María Madre, la más grande del archipiélago, territorio mexicano, fue prisión desde 1905 hasta este año, cuando en febrero el presidente Andrés Manuel López Obrador decretó convertirla en centro cultural y ambiental. Era la cárcel mejor calificada del país. Quién sabe si se concretará la intención.

Sobre esa penitenciaría, José Revueltas escribió una novela magnífica: Los muros de agua (Editorial Era). Creada por el gobierno de Porfirio Díaz, la prisión es un manantial de historias, leyendas y atrocidades, que en las décadas recientes habían desaparecido ya.

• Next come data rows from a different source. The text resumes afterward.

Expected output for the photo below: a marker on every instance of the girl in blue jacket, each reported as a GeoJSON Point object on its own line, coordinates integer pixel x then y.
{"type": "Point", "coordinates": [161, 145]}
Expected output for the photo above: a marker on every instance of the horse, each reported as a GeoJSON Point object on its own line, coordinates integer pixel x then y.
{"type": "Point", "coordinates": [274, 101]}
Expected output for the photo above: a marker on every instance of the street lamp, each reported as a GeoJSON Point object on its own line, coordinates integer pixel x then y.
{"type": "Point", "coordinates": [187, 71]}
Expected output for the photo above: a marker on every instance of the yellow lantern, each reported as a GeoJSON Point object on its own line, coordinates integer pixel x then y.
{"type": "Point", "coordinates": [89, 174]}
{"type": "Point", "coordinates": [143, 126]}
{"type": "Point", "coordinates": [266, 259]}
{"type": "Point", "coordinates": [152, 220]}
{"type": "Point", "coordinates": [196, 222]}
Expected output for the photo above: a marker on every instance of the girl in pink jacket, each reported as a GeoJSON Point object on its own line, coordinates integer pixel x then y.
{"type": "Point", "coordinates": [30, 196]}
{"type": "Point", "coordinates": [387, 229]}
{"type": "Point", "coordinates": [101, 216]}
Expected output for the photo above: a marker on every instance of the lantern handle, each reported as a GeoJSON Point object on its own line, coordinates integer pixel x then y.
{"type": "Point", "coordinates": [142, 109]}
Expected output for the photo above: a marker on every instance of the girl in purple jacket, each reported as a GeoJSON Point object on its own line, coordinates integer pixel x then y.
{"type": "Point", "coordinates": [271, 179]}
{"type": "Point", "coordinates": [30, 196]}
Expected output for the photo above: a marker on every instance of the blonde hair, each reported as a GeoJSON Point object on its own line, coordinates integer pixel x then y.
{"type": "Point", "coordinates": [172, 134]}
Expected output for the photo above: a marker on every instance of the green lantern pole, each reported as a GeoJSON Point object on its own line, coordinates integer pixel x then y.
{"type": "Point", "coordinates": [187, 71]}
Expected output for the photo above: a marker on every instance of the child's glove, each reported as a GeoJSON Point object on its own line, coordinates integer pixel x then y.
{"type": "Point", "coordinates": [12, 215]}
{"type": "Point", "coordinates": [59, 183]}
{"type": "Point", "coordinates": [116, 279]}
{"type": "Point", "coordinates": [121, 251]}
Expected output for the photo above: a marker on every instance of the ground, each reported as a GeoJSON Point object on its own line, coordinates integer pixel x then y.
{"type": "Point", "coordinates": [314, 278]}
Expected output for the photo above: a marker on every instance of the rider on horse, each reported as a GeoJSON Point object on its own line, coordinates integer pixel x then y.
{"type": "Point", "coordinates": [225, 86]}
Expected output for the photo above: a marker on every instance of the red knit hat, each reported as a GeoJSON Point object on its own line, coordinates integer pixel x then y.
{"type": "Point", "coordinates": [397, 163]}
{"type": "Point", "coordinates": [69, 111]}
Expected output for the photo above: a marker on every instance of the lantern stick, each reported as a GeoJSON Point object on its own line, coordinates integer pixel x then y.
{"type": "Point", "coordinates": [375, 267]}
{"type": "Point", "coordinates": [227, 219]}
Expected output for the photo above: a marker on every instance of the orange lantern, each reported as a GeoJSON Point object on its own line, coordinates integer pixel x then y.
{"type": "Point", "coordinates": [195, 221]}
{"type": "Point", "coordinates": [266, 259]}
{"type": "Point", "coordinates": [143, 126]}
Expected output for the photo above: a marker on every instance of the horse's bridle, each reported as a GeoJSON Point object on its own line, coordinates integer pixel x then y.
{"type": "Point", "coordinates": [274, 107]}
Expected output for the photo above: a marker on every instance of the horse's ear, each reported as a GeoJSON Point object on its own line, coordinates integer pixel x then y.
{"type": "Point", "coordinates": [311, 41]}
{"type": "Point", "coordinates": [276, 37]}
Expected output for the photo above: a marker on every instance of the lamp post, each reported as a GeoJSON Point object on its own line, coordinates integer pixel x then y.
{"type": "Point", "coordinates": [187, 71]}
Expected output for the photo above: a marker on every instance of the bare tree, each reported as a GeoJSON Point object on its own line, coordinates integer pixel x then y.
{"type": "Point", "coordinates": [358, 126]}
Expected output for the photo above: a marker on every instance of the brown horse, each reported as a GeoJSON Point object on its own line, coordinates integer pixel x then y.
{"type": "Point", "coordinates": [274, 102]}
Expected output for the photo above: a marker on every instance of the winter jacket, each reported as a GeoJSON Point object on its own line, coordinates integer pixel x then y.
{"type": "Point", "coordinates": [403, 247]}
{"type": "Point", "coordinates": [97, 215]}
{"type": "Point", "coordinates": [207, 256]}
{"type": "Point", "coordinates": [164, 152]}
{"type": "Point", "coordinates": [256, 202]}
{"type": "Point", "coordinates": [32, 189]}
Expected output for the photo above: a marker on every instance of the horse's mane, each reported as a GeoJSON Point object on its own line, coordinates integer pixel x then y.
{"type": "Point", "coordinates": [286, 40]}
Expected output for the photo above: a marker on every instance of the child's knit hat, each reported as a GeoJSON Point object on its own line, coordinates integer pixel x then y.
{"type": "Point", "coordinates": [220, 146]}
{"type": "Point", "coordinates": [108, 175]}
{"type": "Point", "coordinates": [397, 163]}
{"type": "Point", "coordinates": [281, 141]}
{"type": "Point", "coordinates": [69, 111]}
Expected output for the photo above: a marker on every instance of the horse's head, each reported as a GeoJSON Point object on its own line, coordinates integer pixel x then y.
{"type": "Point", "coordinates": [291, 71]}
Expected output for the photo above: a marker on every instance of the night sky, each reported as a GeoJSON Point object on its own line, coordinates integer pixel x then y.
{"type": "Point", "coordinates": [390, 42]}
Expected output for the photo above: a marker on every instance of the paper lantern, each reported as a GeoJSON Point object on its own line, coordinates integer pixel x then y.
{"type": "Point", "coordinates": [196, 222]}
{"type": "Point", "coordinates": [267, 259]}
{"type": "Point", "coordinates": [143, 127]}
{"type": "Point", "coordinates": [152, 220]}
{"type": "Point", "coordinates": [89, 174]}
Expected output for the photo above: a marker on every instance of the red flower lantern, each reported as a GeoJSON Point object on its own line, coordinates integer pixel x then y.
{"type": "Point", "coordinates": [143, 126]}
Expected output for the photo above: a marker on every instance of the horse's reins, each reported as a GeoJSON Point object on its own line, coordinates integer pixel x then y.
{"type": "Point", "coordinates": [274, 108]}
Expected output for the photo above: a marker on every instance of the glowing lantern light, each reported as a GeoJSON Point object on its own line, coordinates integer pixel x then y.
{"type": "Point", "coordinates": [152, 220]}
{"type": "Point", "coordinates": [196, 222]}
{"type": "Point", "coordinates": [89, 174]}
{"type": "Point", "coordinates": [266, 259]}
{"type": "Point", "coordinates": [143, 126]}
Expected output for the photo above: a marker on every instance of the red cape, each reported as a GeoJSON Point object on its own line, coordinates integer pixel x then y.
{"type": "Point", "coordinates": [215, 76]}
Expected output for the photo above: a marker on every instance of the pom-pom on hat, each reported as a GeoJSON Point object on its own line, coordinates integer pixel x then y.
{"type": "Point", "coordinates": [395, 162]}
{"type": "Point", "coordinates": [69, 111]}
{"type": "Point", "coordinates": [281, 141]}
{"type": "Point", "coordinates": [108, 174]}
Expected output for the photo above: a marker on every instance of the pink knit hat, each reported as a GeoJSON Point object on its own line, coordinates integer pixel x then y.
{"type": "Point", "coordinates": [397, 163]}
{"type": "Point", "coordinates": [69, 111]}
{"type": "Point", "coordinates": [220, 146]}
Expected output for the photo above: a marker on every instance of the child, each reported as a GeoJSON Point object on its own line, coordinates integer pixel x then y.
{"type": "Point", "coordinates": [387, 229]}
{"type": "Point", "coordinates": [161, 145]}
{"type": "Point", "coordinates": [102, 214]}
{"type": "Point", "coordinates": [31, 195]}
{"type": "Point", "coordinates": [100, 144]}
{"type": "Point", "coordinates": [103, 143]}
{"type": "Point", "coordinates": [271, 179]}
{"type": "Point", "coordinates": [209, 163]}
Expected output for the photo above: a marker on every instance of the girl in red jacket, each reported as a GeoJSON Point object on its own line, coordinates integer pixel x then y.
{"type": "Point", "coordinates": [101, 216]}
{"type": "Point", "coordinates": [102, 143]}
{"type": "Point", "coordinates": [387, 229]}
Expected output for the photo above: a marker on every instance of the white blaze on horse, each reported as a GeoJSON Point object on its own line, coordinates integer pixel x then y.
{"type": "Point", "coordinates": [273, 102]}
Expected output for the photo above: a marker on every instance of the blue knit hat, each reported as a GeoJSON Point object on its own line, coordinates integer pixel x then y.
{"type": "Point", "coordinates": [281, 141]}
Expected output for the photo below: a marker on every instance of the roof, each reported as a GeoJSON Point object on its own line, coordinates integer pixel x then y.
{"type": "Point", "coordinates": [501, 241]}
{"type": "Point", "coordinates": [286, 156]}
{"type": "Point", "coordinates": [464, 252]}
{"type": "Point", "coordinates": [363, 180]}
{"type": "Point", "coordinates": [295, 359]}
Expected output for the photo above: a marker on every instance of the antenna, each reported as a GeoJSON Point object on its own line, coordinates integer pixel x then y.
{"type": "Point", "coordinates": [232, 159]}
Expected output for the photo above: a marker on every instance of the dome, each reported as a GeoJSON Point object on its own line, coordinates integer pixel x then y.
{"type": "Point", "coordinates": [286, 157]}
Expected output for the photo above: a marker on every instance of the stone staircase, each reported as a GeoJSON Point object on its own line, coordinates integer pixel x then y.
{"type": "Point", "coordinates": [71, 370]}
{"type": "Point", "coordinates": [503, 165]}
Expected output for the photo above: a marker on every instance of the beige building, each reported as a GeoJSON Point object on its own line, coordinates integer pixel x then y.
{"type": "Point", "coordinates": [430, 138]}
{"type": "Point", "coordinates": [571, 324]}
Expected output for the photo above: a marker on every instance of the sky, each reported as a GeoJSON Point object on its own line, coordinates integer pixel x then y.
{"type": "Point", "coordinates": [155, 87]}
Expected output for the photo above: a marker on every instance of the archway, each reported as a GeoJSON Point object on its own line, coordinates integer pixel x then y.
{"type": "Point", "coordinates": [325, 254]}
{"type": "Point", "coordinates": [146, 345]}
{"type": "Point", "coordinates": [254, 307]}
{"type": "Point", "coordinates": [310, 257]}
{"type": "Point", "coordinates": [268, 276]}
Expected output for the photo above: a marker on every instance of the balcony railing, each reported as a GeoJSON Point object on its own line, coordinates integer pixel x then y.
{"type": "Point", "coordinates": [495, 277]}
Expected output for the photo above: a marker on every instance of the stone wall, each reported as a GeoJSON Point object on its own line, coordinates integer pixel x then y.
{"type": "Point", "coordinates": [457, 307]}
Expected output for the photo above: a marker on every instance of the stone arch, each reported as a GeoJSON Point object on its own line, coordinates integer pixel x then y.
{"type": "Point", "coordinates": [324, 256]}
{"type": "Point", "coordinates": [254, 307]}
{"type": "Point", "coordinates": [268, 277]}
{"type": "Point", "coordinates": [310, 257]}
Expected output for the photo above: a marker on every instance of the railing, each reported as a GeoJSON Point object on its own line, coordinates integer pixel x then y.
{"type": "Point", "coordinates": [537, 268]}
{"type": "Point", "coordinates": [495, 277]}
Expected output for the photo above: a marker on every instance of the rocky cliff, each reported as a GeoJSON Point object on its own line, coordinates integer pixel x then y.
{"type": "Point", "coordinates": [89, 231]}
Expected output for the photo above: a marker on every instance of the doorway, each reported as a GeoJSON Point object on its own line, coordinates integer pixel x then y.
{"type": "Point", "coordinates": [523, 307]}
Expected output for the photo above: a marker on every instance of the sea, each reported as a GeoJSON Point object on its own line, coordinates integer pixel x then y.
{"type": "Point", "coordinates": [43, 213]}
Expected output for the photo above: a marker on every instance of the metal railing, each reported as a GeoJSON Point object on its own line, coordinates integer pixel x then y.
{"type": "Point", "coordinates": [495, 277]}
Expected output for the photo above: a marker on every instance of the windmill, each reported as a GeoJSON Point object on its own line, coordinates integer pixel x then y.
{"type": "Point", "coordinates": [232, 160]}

Del sustantivo isla, proviene el nombre de un toro célebre, Islero, un Miura de casi 500 kilos, negro entreperlado, bragado, que el 28 de agosto -en cuatro días se cumplirán 72 años- mató a Manuel Rodríguez, Manolete, el diestro que fundó el toreo moderno. Cientos de matadores han pisado desde entonces los alberos del mundo y ninguno, hasta ahora, ha sido mejor que aquel espada que hostigado en España, planeaba, muy joven aún, torear en México antes de retirarse. Islero lo impidió.